WASHINGTON — The Department of Homeland Security is warning law enforcement about increasing attacks against Jews and Jewish institutions, prompted at least in part by the recent conflict between Israel and Hamas.

DHS called the uptick in antisemitic attacks and current heightened threat environment “an ongoing public safety concern” and urged local, state and tribal partners to watch out for potential flash points that could turn violent, according to a public safety notification issued by DHS and obtained by Yahoo News.

The alert, issued Thursday, asks law enforcement to prepare for violence and to promptly report suspicious activity potentially related to domestic violent extremism.

“DHS has received reports of alleged criminal incidents of assault against Jewish individuals, and acts of vandalism, property damage, and other potential hate crime incidents directed against Jewish facilities, reportedly motivated at least in part by the conflict between Israel and Hamas,” says the notification, which is marked “for official use only.”

“Law enforcement and public safety partners should be alert to these concerns and any potential flash points, which risk an escalation to violence,” the DHS alert says.

 

Hasidim in Brooklyn, N.Y.
Members of the Jewish ultra-Orthodox community in the Borough Park neighborhood of Brooklyn. (John Minchillo/AP)

DHS says in the alert that there’s no information at this time linking recent antisemitic criminal acts to domestic or international violent extremists. “However, we are concerned that current messaging efforts by a range of potential international and domestic threat actors could further inflame tensions,” the document states.

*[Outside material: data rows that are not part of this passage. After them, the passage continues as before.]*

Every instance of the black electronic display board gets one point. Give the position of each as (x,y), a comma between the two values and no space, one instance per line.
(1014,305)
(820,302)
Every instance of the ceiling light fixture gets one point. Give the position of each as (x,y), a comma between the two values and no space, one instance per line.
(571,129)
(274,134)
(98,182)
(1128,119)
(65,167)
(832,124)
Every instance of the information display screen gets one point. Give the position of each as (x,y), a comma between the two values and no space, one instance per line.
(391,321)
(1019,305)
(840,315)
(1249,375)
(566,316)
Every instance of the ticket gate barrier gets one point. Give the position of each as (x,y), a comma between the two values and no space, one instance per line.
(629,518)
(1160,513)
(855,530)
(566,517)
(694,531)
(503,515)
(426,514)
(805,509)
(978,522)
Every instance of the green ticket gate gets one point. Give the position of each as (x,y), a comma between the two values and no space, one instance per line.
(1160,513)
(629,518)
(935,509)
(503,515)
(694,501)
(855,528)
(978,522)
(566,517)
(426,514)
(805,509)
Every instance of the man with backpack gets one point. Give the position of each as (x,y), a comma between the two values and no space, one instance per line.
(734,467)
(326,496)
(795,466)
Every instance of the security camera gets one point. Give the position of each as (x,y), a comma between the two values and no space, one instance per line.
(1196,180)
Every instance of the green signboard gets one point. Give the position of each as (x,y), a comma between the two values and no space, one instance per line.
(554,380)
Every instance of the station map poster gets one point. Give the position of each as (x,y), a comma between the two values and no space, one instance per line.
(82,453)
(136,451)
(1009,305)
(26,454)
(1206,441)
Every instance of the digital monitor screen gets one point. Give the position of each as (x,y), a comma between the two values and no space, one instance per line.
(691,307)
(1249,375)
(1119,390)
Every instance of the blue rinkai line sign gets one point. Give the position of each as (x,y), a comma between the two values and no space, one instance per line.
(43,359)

It continues: “Foreign Terrorist Organizations have been exploiting the conflict between Israel and Hamas by calling for supporters in the U.S. to conduct attacks. ... Iran, Russia and China have also recently amplified narratives in an effort to sow domestic and international discord through their interpretation of the U.S. role in the crisis, such as criticism of Washington’s support for Israel in the conflict.”

Other potential flash points include protests where ideological opponents have recently clashed, leading to arrests.

“The Department of Homeland Security is committed to sharing information with our partners to ensure the safety and security of all communities across the country,” a DHS spokesperson told Yahoo News. “DHS will continue to work with partners and stakeholders to safeguard the American people and to prevent violence and other acts meant to intimidate or coerce specific populations based on their apparent or actual race, ethnicity, national origin, religion, gender, sexual orientation, gender identity, or political views.”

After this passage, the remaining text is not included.